Operator overloading allows you to change the behavior of language operators for your classes. However, this capability comes with rules, limitations, and choices.
Why Overload Operators?
Before learning how to overload operators, you probably want to know why you would ever want to do so. The reasons vary for the different operators, but the general guiding principle is to make your classes behave like built-in types. The closer your classes are to built-in types, the easier they will be for clients to use. For example, if you want to write a class to represent fractions, it’s quite helpful to have the ability to define what +, -, *, and / mean when applied to objects of that class.
The second reason to overload operators is to gain greater control over behavior in your program. For example, you can overload memory allocation and deallocation routines for your classes to specify exactly how memory should be distributed and reclaimed for each new object.
It’s important to emphasize that operator overloading doesn’t necessarily make things easier for you as the class developer; its main purpose is to make things easier for clients of the class.
Limitations to Operator Overloading
Here is a list of things you cannot do when you overload operators:
You cannot add new operator symbols. You can only redefine the meanings of operators already in the language. The table in the “Summary of Overloadable Operators” section lists all of the operators that you can overload.
There are a few operators that you cannot overload, such as . (member access in an object), :: (scope resolution operator), sizeof, ?: (the ternary operator), and a few others. The table lists all the operators that you can overload. The operators that you can’t overload are usually not those you would care to overload anyway, so we don’t think you’ll find this restriction limiting.
You cannot change the arity of the operator. The arity describes the number of arguments, or operands, associated with the operator. Unary operators, such as ++, work on only one operand. Binary operators, such as +, work on two operands. There is only one ternary operator: ?:. The
432
Overloading C++ Operators
main place where this limitation might bother you is when overloading [] (array brackets), as discussed below.
You cannot change the precedence or associativity of the operator. These rules determine in which order operators are evaluated in a statement. Again, this constraint shouldn’t be cause for concern in most programs because there are rarely benefits to changing the order of evaluation.
You cannot redefine operators for built-in types. The operator must be a method in a class, or at least one of the arguments to a global overloaded operator function must be a user-defined type (e.g., a class). This means that you can’t do something ridiculous such as redefine + for ints to mean subtraction (though you could do so for your classes). The one exception to this rule is the memory allocation and deallocation routines; you can replace the global routines for all memory allocation in your program.
Some of the operators already mean two different things. For example, the – operator can be used as a binary operator, as in x = y - z or as a unary operator, as in x = -y;. The * operator can be used for multiplication or for dereferencing a pointer. The << operator is the insertion operator or the left-shift operator, depending on context. You can overload both meanings of operators with dual meanings.
Choices in Operator Overloading
When you overload an operator, you write a function or method with the name operatorX, where X is the symbol for some operator. For example, in Chapter 9, you saw operator+ declared for SpreadsheetCell objects like this:
friend const SpreadsheetCell operator+(const SpreadsheetCell& lhs, const SpreadsheetCell& rhs);
There are several choices involved in each overloaded operator function or method you write.
Method or Global Function
First, you must decide whether your operator should be a method of your class or a global function (usually a friend of the class). How do you choose? First, you need to understand the difference between these two choices. When the operator is a method of a class, the left-hand-side of the operator expression must always be an object of that class. If you write a global function, the left-hand-side can be an object of a different type.
There are three different types of operators:
Operators that must be methods. The C++ language requires some operators to be methods of a class because they don’t make sense outside of a class. For example, operator= is tied so closely to the class that it can’t exist anywhere else. The table in the “Summary of Overloadable Operators” section lists those operators that must be methods. For these, the choice of method or global function is simple! However, most operators do not impose this requirement.

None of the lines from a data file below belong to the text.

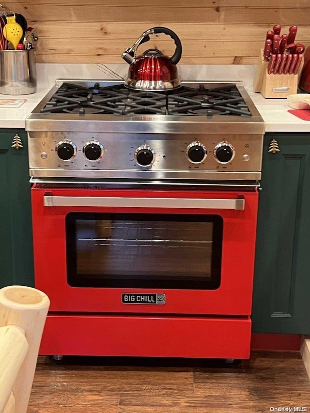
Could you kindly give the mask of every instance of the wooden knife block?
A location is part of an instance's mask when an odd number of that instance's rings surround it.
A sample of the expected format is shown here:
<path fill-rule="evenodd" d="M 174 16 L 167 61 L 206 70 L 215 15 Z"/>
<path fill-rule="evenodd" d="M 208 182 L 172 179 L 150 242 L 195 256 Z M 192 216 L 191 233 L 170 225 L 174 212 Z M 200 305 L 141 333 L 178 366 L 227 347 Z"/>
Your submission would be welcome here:
<path fill-rule="evenodd" d="M 262 49 L 253 83 L 254 92 L 260 92 L 265 98 L 286 98 L 289 94 L 297 93 L 298 77 L 303 64 L 303 61 L 297 75 L 268 75 L 269 61 L 264 61 L 264 50 Z"/>

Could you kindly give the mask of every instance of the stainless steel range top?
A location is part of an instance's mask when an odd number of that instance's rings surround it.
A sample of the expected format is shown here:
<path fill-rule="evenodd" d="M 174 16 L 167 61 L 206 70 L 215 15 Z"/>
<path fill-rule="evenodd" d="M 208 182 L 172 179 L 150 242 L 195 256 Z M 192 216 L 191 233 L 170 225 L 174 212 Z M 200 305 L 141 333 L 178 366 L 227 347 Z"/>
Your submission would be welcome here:
<path fill-rule="evenodd" d="M 30 175 L 257 180 L 264 123 L 242 82 L 168 92 L 59 80 L 27 118 Z"/>

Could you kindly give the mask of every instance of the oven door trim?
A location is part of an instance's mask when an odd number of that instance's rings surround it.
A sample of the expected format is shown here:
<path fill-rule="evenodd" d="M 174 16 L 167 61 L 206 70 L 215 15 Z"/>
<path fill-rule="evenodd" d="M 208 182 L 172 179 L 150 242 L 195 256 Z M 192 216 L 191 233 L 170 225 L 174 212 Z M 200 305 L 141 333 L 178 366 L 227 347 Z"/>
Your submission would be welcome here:
<path fill-rule="evenodd" d="M 44 206 L 45 196 L 71 198 L 139 198 L 139 207 Z M 251 313 L 254 276 L 255 241 L 258 191 L 251 188 L 229 190 L 98 189 L 80 187 L 44 188 L 34 184 L 31 189 L 35 286 L 50 297 L 50 311 L 62 312 L 150 313 L 154 306 L 122 305 L 123 288 L 73 287 L 67 282 L 65 217 L 70 212 L 120 212 L 173 214 L 217 214 L 224 220 L 221 284 L 214 290 L 132 289 L 141 293 L 165 293 L 166 304 L 156 306 L 157 314 L 226 314 Z M 242 197 L 242 198 L 241 198 Z M 196 199 L 244 199 L 244 210 L 193 207 Z M 146 207 L 144 200 L 170 198 L 173 208 L 161 204 Z M 187 200 L 187 207 L 180 207 L 176 199 Z M 189 205 L 190 205 L 189 207 Z"/>
<path fill-rule="evenodd" d="M 203 208 L 204 209 L 244 210 L 244 198 L 235 199 L 202 198 L 147 198 L 119 197 L 60 197 L 45 195 L 45 207 L 106 207 L 130 208 Z"/>

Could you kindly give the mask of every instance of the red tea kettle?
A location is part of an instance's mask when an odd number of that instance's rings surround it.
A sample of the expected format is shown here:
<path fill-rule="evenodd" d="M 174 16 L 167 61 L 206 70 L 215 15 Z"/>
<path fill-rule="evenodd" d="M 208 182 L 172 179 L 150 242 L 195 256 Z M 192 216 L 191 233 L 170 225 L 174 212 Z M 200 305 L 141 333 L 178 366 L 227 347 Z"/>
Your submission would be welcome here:
<path fill-rule="evenodd" d="M 157 49 L 148 49 L 136 57 L 136 50 L 140 45 L 148 42 L 150 34 L 164 33 L 173 39 L 175 51 L 171 58 L 165 56 Z M 153 27 L 143 33 L 136 43 L 127 49 L 122 57 L 128 63 L 128 77 L 125 85 L 128 88 L 143 91 L 165 91 L 181 86 L 176 64 L 182 53 L 180 39 L 172 30 L 166 27 Z"/>

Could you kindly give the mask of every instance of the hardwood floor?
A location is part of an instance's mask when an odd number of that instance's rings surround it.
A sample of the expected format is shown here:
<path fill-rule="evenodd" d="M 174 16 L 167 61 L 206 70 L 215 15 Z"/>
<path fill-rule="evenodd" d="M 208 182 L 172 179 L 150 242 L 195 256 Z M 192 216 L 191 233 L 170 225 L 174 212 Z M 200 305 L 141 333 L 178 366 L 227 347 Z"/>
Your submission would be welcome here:
<path fill-rule="evenodd" d="M 310 412 L 299 353 L 253 352 L 233 365 L 90 357 L 57 364 L 40 357 L 28 413 L 263 413 L 296 407 Z"/>

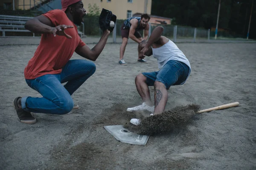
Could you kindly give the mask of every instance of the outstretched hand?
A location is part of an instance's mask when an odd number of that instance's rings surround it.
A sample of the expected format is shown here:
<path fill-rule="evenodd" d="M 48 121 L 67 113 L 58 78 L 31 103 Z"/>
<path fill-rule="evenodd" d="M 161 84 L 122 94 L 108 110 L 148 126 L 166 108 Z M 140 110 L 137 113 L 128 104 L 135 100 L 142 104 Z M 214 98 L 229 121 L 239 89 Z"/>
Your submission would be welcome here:
<path fill-rule="evenodd" d="M 52 34 L 53 34 L 54 37 L 56 37 L 56 35 L 58 35 L 60 36 L 65 36 L 67 38 L 69 39 L 71 39 L 71 38 L 72 38 L 72 37 L 66 34 L 64 30 L 65 29 L 70 28 L 73 27 L 74 26 L 73 26 L 60 25 L 56 27 L 53 27 L 51 32 Z"/>

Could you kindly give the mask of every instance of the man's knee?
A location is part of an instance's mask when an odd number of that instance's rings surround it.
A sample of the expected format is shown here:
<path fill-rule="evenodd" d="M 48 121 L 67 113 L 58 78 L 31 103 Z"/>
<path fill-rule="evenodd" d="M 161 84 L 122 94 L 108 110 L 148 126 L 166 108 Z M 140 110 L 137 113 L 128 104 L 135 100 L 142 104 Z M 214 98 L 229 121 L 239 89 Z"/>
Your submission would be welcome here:
<path fill-rule="evenodd" d="M 96 65 L 93 62 L 90 62 L 88 64 L 88 67 L 89 68 L 90 72 L 91 75 L 93 75 L 95 72 L 96 71 Z"/>
<path fill-rule="evenodd" d="M 154 87 L 155 88 L 159 88 L 161 87 L 164 87 L 166 88 L 164 84 L 163 84 L 162 82 L 158 82 L 158 81 L 156 81 L 154 83 Z"/>
<path fill-rule="evenodd" d="M 124 45 L 127 45 L 128 43 L 128 39 L 126 38 L 123 38 L 122 43 Z"/>
<path fill-rule="evenodd" d="M 140 73 L 135 77 L 135 82 L 145 82 L 147 77 L 142 74 Z"/>
<path fill-rule="evenodd" d="M 93 75 L 96 70 L 96 65 L 95 64 L 90 61 L 82 60 L 81 62 L 84 62 L 83 70 L 87 71 L 86 74 Z"/>
<path fill-rule="evenodd" d="M 55 104 L 58 105 L 58 108 L 56 113 L 56 114 L 58 114 L 68 113 L 74 107 L 74 102 L 71 96 L 62 99 L 58 102 L 58 103 L 55 103 Z"/>

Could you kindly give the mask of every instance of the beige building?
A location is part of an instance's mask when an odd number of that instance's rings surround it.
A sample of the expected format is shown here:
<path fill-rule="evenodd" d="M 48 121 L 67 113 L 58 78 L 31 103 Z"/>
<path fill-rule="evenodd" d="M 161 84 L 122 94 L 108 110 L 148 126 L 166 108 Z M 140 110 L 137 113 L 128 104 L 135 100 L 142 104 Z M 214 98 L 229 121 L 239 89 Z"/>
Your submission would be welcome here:
<path fill-rule="evenodd" d="M 45 0 L 42 0 L 44 1 Z M 13 2 L 15 10 L 28 10 L 41 2 L 40 0 L 1 0 L 0 8 L 13 10 Z"/>
<path fill-rule="evenodd" d="M 99 8 L 108 9 L 116 15 L 117 19 L 124 20 L 136 13 L 151 14 L 152 0 L 82 0 L 84 8 L 94 4 Z"/>
<path fill-rule="evenodd" d="M 61 0 L 52 0 L 59 1 Z M 84 8 L 88 11 L 88 5 L 93 6 L 96 4 L 100 10 L 104 8 L 111 11 L 117 19 L 124 20 L 132 17 L 137 13 L 151 14 L 152 0 L 81 0 Z M 49 0 L 14 0 L 15 9 L 27 10 L 41 1 L 49 1 Z M 0 6 L 3 8 L 13 9 L 13 0 L 1 0 Z"/>

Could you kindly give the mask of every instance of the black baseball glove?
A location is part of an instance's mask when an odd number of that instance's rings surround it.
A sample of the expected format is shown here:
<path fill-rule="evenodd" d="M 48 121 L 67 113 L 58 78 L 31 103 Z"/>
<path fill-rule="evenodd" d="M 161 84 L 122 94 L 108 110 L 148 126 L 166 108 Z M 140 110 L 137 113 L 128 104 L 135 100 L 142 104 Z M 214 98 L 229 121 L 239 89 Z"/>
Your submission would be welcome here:
<path fill-rule="evenodd" d="M 103 31 L 106 29 L 108 29 L 111 32 L 113 31 L 114 26 L 113 28 L 110 27 L 110 21 L 113 21 L 115 23 L 115 26 L 116 22 L 116 16 L 113 14 L 111 11 L 102 8 L 99 19 L 99 23 L 100 29 Z"/>

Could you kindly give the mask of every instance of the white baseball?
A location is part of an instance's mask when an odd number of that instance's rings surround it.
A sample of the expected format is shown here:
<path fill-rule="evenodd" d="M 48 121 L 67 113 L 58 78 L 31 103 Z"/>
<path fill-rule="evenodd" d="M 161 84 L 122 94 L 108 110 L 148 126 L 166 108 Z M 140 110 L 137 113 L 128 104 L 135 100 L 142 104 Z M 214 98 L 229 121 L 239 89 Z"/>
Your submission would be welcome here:
<path fill-rule="evenodd" d="M 115 23 L 114 23 L 113 21 L 110 21 L 109 26 L 110 26 L 111 28 L 113 28 L 114 26 L 115 26 Z"/>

Operators that must be global functions. Whenever you need to allow the left-hand side of the operator to be a variable of a different type from your class, you must make the operator a global function. This rule applies specifically to operator<< and operator>>, where the left-hand side is the iostream object, not an object of your class. Additionally, commutative operators like binary + and – should allow variables that are not objects of your class on the left-hand side. This problem was explained previously in Chapter 9.
433
Chapter 16
Operators that can be either methods or global functions. There is some disagreement in the C++ community on whether it’s better to write methods or global functions to overload operators. However, we recommend the following rule: make every operator a method unless you must make it a global function as described previously. One major advantage to this rule is that methods can be virtual, but friend functions cannot. Therefore, when you plan to write overloaded operators in an inheritance tree, you should make them methods if possible.
When you write an overloaded operator as a method, you should mark the entire method const if it doesn’t change the object. That way, it can be called on const objects.
Choosing Argument Types
You are somewhat limited in your choice of argument types because you can’t usually change the number of arguments (although there are exceptions, which are explained later in this chapter). For example, operator+ must always have two arguments if it is a global function; one argument if it’s a method.
The compiler issues an error if it differs from this standard. In this sense, the operator functions are different from normal functions, which you can overload with any number of parameters. Additionally, although you can write the operator for whichever types you want, the choice is usually constrained by the class for which you are writing the operator. For example, if you want to implement addition for class T, you wouldn’t write an operator+ that takes two strings! The real choice arises when you try to determine whether to take parameters by value or by reference, and whether or not to make them const.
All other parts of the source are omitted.